Just 12 North Korean defectors reached the South from July to September
[2021-10-22 NK NEWS]
The number of North Korean defectors reaching South Korea stayed near record lows in the third quarter this year, according to data from Seoul’s unification ministry, with only 12 defectors arriving from July to September.
The figure is higher than the two defectors that the unification ministry originally said arrived in the second quarter, the fewest ever. Yet the total remains far below pre-pandemic levels of more than 1,000 refugee arrivals per year.
“With the prolonged pandemic environment, the continued low numbers of North Korean defectors reaching South Korea is discouraging, but not unexpected,” Chad Miller, a researcher at the Database Center for North Korean Human Rights (NKDB), told NK News.
North Korea’s strict COVID-19 measures limiting cross-border movement of people and goods appear to be contributing to the dramatic decrease in refugees. The number of defectors arriving annually in South Korea has been on the decline since Kim Jong Un rose to power in 2011 but cratered after the pandemic again, dropping from 1,047 in 2019 to 229 in 2020.
So far this year, only 48 defectors have reached South Korea — 19 women and 29 men.
“The North Korean border crackdown is certainly a primary cause, but we can’t discount the heightened security in other countries that defectors usually travel through on their way to South Korea, including not only China, but Southeast Asian countries as well,” Miller said.
North Korea’s COVID-19 restrictions have left would-be defectors in a difficult position in the country, as Pyongyang has cut off most trade and dealt with a “food crisis” this year.
The decline in defectors has also interrupted a key source of information about what’s happening in the country.

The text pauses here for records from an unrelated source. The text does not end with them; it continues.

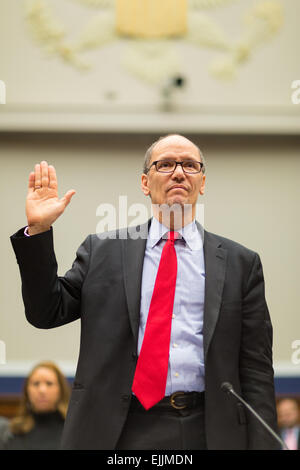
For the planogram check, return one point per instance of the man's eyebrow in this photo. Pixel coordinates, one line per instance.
(184, 155)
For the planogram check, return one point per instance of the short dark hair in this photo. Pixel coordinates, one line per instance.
(148, 154)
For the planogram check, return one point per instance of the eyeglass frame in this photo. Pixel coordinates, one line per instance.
(176, 163)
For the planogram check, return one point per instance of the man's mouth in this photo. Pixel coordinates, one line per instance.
(178, 187)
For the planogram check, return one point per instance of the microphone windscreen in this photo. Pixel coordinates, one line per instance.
(226, 387)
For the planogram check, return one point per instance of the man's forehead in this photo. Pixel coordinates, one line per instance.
(176, 144)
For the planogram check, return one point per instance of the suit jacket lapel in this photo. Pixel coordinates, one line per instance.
(133, 251)
(215, 269)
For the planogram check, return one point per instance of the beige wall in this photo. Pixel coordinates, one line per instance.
(252, 196)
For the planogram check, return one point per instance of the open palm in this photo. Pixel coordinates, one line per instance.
(43, 206)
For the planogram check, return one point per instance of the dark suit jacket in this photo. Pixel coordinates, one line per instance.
(103, 289)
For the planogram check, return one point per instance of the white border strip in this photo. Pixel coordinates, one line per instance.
(22, 368)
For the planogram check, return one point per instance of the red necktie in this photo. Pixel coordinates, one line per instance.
(150, 379)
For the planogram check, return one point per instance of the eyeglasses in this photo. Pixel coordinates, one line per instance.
(169, 166)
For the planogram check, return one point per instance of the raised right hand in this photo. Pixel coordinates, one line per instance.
(43, 205)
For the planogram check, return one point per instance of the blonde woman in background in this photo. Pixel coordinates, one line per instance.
(43, 408)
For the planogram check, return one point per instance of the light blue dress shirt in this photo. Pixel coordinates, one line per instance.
(186, 358)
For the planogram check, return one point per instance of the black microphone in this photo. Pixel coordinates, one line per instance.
(228, 388)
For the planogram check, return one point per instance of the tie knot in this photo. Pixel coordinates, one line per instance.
(173, 236)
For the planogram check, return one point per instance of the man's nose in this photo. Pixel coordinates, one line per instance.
(178, 172)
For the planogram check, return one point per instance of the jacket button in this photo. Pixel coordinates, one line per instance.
(134, 356)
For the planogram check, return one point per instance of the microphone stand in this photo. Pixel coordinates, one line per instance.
(227, 387)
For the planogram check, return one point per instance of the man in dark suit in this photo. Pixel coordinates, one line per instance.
(219, 329)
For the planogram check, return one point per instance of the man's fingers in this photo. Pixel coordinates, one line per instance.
(37, 175)
(68, 196)
(52, 177)
(31, 182)
(44, 174)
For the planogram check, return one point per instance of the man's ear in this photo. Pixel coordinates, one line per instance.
(202, 187)
(144, 185)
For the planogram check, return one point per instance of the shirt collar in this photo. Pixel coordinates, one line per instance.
(189, 233)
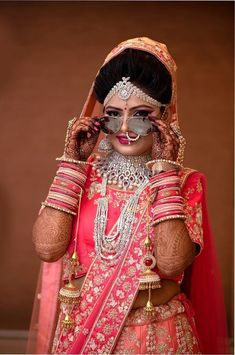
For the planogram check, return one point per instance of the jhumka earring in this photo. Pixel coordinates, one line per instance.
(105, 146)
(69, 294)
(182, 142)
(149, 279)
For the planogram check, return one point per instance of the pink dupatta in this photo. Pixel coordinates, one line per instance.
(202, 277)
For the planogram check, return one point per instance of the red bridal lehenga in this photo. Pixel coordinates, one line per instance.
(192, 322)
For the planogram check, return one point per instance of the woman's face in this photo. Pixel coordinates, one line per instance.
(134, 106)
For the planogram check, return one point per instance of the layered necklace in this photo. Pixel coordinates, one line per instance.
(125, 171)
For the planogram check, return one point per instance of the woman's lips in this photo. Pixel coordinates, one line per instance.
(124, 140)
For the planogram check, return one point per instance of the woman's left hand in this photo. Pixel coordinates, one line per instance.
(165, 141)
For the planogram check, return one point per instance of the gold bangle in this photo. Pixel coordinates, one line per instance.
(47, 204)
(167, 218)
(70, 160)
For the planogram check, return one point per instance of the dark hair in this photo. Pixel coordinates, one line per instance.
(144, 70)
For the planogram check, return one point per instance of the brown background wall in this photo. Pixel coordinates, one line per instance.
(50, 53)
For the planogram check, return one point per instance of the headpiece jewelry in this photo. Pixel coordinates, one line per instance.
(124, 88)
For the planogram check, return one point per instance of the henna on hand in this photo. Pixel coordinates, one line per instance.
(51, 234)
(82, 138)
(165, 141)
(174, 249)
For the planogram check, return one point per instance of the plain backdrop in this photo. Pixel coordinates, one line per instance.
(50, 53)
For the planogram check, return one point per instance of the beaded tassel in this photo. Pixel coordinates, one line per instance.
(149, 279)
(69, 295)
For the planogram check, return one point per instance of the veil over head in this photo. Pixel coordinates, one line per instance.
(159, 50)
(204, 274)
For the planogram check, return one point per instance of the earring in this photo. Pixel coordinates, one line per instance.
(182, 142)
(105, 146)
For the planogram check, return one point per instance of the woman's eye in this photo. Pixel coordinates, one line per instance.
(142, 113)
(113, 113)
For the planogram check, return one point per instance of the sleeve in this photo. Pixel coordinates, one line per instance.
(192, 192)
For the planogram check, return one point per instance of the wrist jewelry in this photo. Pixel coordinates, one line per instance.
(66, 188)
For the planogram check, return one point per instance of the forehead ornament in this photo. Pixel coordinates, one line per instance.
(124, 89)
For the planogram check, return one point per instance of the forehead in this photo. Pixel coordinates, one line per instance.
(133, 101)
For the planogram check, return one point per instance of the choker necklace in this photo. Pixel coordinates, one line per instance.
(125, 171)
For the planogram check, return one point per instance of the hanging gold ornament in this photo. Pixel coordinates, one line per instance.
(69, 295)
(149, 279)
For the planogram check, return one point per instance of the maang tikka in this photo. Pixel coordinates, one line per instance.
(105, 146)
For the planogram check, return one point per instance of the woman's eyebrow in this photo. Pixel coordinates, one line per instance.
(113, 108)
(131, 109)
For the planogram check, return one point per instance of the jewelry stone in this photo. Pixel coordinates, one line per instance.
(124, 170)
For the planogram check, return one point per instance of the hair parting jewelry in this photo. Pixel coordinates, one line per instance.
(130, 139)
(169, 204)
(66, 188)
(124, 88)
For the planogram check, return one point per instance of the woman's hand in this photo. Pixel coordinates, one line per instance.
(165, 141)
(82, 137)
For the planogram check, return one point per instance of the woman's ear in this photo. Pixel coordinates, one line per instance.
(166, 115)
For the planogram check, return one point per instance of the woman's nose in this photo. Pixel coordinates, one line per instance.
(124, 126)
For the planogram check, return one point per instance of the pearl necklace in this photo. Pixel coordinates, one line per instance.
(125, 171)
(109, 247)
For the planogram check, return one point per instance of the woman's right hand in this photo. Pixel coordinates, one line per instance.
(82, 136)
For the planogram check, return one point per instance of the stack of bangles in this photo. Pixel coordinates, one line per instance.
(67, 188)
(169, 202)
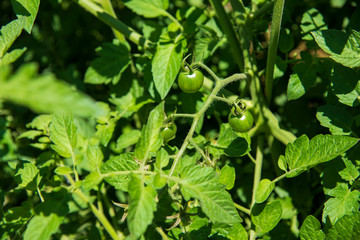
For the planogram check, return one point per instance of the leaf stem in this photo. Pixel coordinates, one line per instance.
(174, 20)
(101, 217)
(274, 39)
(106, 4)
(229, 102)
(229, 31)
(184, 115)
(39, 193)
(220, 84)
(257, 176)
(261, 11)
(206, 158)
(206, 68)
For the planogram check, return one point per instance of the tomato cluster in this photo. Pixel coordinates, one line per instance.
(240, 119)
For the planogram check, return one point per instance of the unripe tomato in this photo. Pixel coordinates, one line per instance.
(191, 82)
(242, 122)
(168, 133)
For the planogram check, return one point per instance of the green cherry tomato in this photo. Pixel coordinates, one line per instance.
(191, 82)
(241, 123)
(168, 133)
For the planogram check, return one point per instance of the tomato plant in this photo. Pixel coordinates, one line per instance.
(241, 122)
(168, 133)
(265, 147)
(191, 82)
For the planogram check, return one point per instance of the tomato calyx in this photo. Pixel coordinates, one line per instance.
(169, 129)
(240, 119)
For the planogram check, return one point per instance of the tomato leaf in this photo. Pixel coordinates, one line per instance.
(343, 202)
(150, 140)
(311, 229)
(303, 77)
(304, 154)
(28, 9)
(346, 228)
(311, 20)
(113, 60)
(8, 34)
(28, 177)
(48, 217)
(63, 135)
(44, 93)
(148, 8)
(336, 118)
(203, 183)
(342, 47)
(141, 206)
(266, 216)
(230, 143)
(264, 190)
(166, 64)
(346, 85)
(116, 170)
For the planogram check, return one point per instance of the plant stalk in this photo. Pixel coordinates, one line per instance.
(257, 176)
(230, 33)
(274, 39)
(219, 85)
(106, 4)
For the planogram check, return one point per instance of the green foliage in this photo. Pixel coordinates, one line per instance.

South Korea’s National Intelligence Service (NIS), for example, conducts interviews with defectors when they arrive in the country in part to learn about what’s happening on the ground.
“With such low numbers, even the U.N. is not currently meeting with newly arrived defectors,’ Miller noted.
It remains unclear whether defector numbers will recover anytime soon. North Korea’s foreign ministry said last year that the country would only reopen once the pandemic ends, but the country has yet to begin vaccinating its citizens against the coronavirus.
“Continuing to speak out on behalf of these defectors on the international stage, ensuring that relevant countries adhere to the international conventions they have signed is one way we can continue to support North Korean defectors trying to reach South Korea,” Miller told NK News.